November now. In the US Art read, reviewed and liked the release of a Fritz Leiber classic, Our Lady of Darkness. Rob reviewed Mark Charan Newton’s Nights of Villjamur on its release in the US. However, one of the biggest releases of the year was the Robert Jordan/Brandon Sanderson novel, Towers of Midnight. The jury’s still out on that one, but there are big reveals as the series heads towards its conclusion. Again, like The Gathering Storm last year, most fans seem to be happy on the whole with Brandon’s interpretation of Jordan’s material. On a smaller scale, but also keeping fans happy, it seems, was Iain Cameron Esslemont’s latest contribution to the Malazan series, Stonewielder.
We saw the release of that perennial Christmas present, a book by Stephen King. This year (unlike last years magnum opus, Under the Dome), it was a fairly slim story collection, Full Dark, No Stars. Mark enjoyed it more than last year's, though as King and the title may suggest, its unremitting bleakness is not the happiest reading experience ever. There was a stir on the Internet as unhappy ebookers complained about the ebook price being generally higher than the 'treebookers'.
In December we have Greyfriar by Clay and Susan Griffith, a vampire mash-up that Rob thought better of than he expected. The UK release of Sanderson’s Way of Kings at the very end of the month no doubt graced many a post-Christmas list.
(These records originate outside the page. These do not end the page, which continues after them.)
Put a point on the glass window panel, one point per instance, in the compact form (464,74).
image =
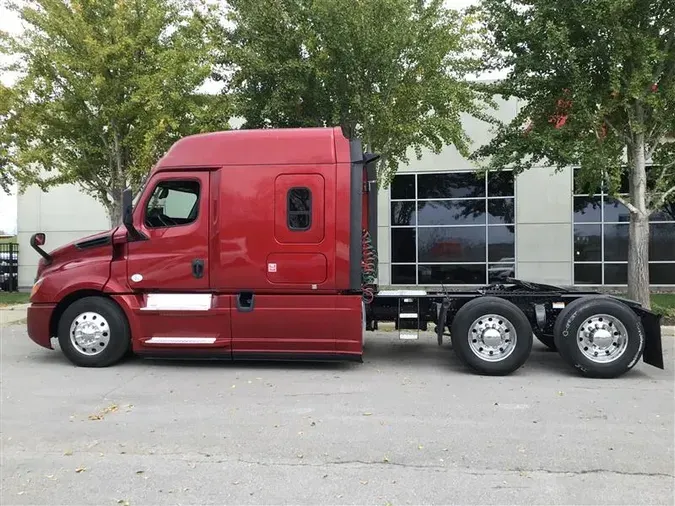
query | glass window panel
(662,242)
(615,211)
(452,212)
(501,244)
(452,244)
(403,245)
(587,274)
(403,213)
(501,184)
(616,243)
(662,274)
(403,187)
(666,213)
(497,273)
(403,275)
(501,211)
(616,274)
(587,209)
(587,243)
(465,274)
(450,185)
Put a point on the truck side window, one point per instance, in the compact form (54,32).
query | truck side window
(173,203)
(299,204)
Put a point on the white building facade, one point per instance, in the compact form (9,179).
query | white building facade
(438,224)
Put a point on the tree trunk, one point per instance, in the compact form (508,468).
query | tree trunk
(638,240)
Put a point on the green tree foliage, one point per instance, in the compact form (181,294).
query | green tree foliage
(388,71)
(103,89)
(598,84)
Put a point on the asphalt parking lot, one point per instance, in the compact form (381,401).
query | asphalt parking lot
(408,426)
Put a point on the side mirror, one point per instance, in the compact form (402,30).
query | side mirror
(128,216)
(127,208)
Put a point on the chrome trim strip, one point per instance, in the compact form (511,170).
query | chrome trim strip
(180,340)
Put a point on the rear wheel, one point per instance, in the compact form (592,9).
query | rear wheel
(599,336)
(93,332)
(491,336)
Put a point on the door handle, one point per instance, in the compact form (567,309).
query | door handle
(198,268)
(245,302)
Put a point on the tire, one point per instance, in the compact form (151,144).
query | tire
(505,351)
(99,330)
(547,340)
(615,344)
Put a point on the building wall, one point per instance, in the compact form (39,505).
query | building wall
(64,214)
(544,219)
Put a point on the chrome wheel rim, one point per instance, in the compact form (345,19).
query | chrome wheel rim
(602,338)
(90,333)
(492,338)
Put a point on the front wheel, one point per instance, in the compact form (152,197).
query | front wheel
(491,336)
(93,332)
(599,336)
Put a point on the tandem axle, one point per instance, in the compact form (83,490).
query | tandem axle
(600,335)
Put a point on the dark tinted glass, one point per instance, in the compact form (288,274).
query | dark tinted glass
(587,209)
(588,274)
(467,274)
(501,211)
(403,275)
(662,274)
(616,274)
(452,212)
(453,244)
(616,243)
(172,203)
(501,184)
(450,185)
(402,245)
(299,208)
(403,213)
(667,213)
(662,242)
(615,211)
(587,243)
(403,187)
(497,273)
(502,244)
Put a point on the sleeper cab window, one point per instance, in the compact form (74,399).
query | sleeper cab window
(299,208)
(173,203)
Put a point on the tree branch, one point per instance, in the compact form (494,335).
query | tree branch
(631,207)
(618,132)
(663,199)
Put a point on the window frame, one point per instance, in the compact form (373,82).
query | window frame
(154,189)
(487,265)
(290,213)
(606,199)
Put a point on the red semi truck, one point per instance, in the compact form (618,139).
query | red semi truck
(253,244)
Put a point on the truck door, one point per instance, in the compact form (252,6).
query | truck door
(174,218)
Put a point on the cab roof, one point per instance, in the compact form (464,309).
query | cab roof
(279,146)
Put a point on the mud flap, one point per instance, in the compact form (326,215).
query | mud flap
(653,353)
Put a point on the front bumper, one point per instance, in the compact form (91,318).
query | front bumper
(38,318)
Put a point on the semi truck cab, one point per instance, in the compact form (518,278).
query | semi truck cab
(242,244)
(258,244)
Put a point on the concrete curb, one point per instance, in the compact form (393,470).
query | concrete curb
(13,314)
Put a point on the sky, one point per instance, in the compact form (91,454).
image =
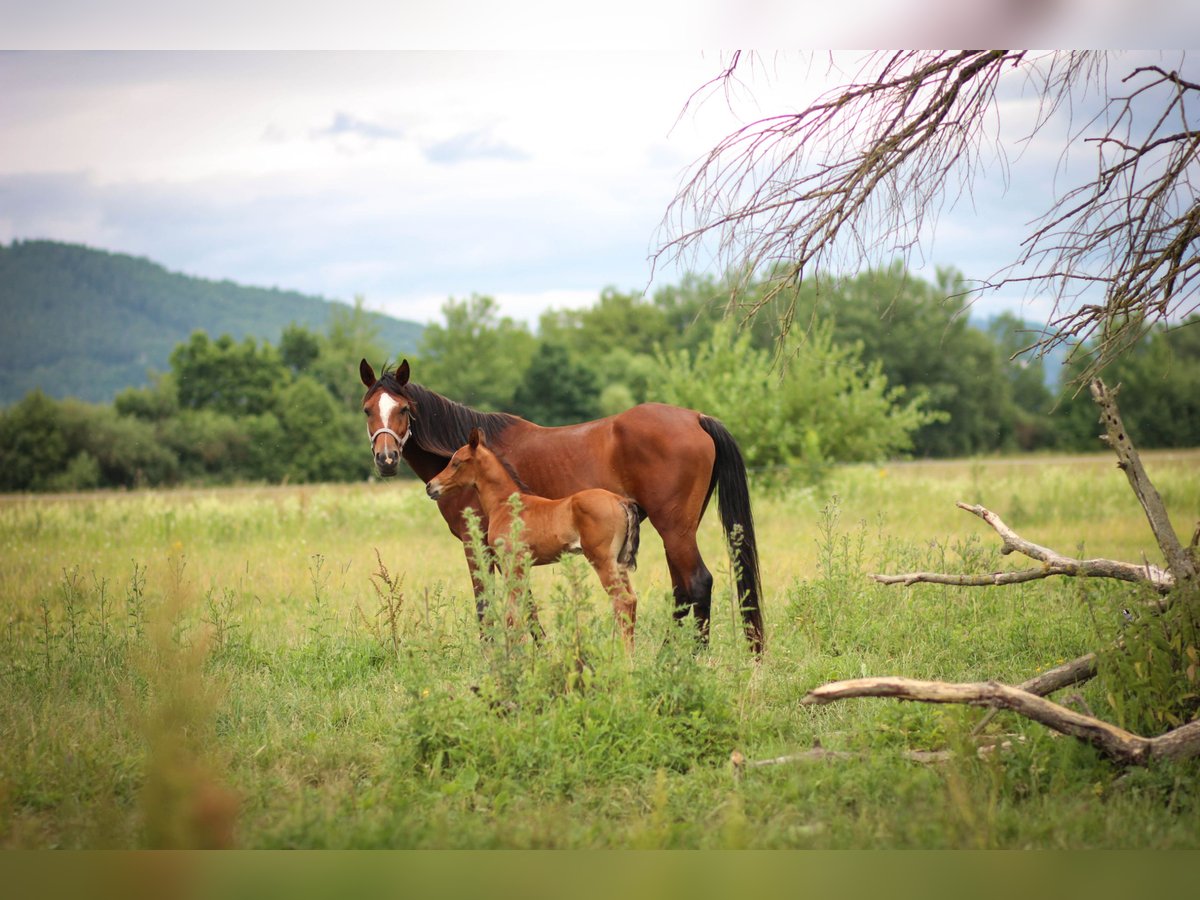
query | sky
(409,177)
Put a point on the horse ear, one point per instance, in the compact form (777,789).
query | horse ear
(366,373)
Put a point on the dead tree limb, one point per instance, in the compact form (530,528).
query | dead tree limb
(1116,743)
(1053,563)
(1180,562)
(1077,671)
(1177,581)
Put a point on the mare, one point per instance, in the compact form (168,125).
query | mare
(667,460)
(594,522)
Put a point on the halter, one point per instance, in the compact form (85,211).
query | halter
(400,441)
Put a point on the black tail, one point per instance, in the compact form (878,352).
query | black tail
(628,555)
(733,503)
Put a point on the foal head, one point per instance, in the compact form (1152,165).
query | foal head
(389,414)
(462,471)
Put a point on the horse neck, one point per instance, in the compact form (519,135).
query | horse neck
(493,484)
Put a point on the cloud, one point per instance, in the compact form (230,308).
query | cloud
(346,125)
(471,147)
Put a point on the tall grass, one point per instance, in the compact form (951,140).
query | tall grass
(303,667)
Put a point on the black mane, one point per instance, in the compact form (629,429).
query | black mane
(441,426)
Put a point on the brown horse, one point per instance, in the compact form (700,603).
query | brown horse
(666,459)
(595,522)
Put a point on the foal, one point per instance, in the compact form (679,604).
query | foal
(595,522)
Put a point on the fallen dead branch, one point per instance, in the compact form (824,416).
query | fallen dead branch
(1053,563)
(739,763)
(1116,743)
(1179,582)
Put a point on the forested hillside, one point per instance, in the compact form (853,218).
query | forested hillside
(85,323)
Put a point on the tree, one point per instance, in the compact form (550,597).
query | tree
(862,172)
(827,406)
(867,167)
(33,448)
(1159,382)
(478,357)
(238,378)
(556,389)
Rob: 2010 seemed another year for strong debuts across the board, and Fantasy specifically. Athough some of these have been previously mentioned, pulling the debuts together is worthy of not. Blake Charlton’s Spellwright hit the shelves to great buzz across the internet as did N.K. Jemisin’s One Hundred Thousand Kingdoms and Anthony Huso’s The Last Page. Though not technically a debut, Ari Marmell released his first original novel (i.e. non-shared world) The Conqueror’s Shadow which Rob enjoyed quite a bit in 2009 when he read the ARC. Debuts also receiving accolades include Shadow’s Son by John Sprunk, Farlander by Col Buchanan, Empire in Black and Gold by Adrian Tchaikovsky (debut in the US, at least), Tome of the Undergates by Sam Sykes, the aforementioned Left Hand of God by Paul Hoffman, Shades of Milk and Honey by Mary Robinette Kowal, Black Blade Blues by J.A. Pitts, to name only a few. I may have missed some debuts that hit the UK this year.
OK: to favourites. Always difficult to reduce, in no particular order, Mark’s five for 2010 would be
Kraken by China Mieville;
Thirteen Years Later by Jasper Kent;
The Passage by Justin Cronin;
Sword of Albion/Silver Skull by Mark Chadbourn
Changes by Jim Butcher
(Note: I have only just received Sanderson’s Way of Kings, which is not on release in the UK until 30 Dec 2010: might be added to the list of five, or held over until next year!)
Though I try not to include reissues in my five, honourable mentions go to Jack Vance’s Complete Lyonesse omnibus and Elizabeth Moon’s Deed of Paksenarrion, both re-released this year.
Here are Rob’s favourites from the Fantasy tree of Speculative fiction:
The Desert Spear by Peter V. Brett
The Way of Kings by Brandon Sanderson
Oath of Fealty by Elizabeth Moon
Shadowrise/Shadowheart by Tad Williams (Yeah it’s a cheat, but both were released in 2010 and because Tad tends to write longish and more so as he comes to the conclusion of his epics, are really one book split in two)
Neverland by Douglas Clegg
Since Mark cheated with some reissues, I’ll add that I really enjoyed the reissue of Steven R. Boyett’s Ariel published last year, as well as the recent follow-up Elegy Beach. Also, Night Shade Books continued its admirable and impressive re-issue of Glen Cook’s backlist with an omnibus of one of his early trilogies – Darkwar.